No, there is nothing with the name of the old zone.
But I found another difference between both configurations, only on master1 is the file conf.d/api-users.conf included, so there is no configuration for api-users on master2. This is the line more in the output of icinga2 daemon -C on master1. Could this be a problem?
Is there a possibility to make manually a sync stage validation like the icinga check?
It confuses me, that the date is the same since it come up first on 2019-11-13 18:05:41.
Icinga 2 has been running for 8 hours, 11 minutes and 30 seconds. Version: r2.11.2-1; Last zone sync stage validation failed at 2019-11-13 18:05:41 +0100
And also confusing that there is no startup.log anymore.
There is no problem to change a custom variable or anything else. The deployment is successful and the changing takes effect.
I actually checked again the output of icinga2 daemon -C, this time with the notices and searching for “ignor” and found this on master1:
# icinga2 daemon -C -x notice | grep -i ignor
notice/config: Ignoring explicit load request for library "db_ido_mysql".
notice/config: Ignoring non local config include for zone 'director-global': We already have an authoritative copy included.

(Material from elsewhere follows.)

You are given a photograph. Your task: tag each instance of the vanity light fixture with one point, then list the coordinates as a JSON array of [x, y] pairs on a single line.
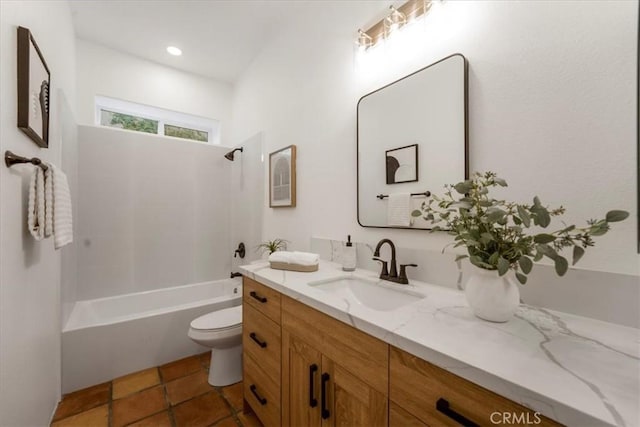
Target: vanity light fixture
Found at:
[[364, 40], [394, 21], [404, 14], [174, 50]]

notice/config: Ignoring non local config include for zone 'master': We already have an authoritative copy included.
Icinga 2 has been running for 8 hours, 42 minutes and 28 seconds. Version: r2.11.2-1; Last zone sync stage validation failed at 2019-11-13 18:05:41 +0100
Seems like there wasn’t a reload of icinga2.service, if i restart the service manually, the uptime for the service is changing, but the date for the stage validation failed does not change.
That sentence referred to icinga2 should ... so the core itself clears that. It is weird that it does not do that. The icinga2.state file should have the entry removed.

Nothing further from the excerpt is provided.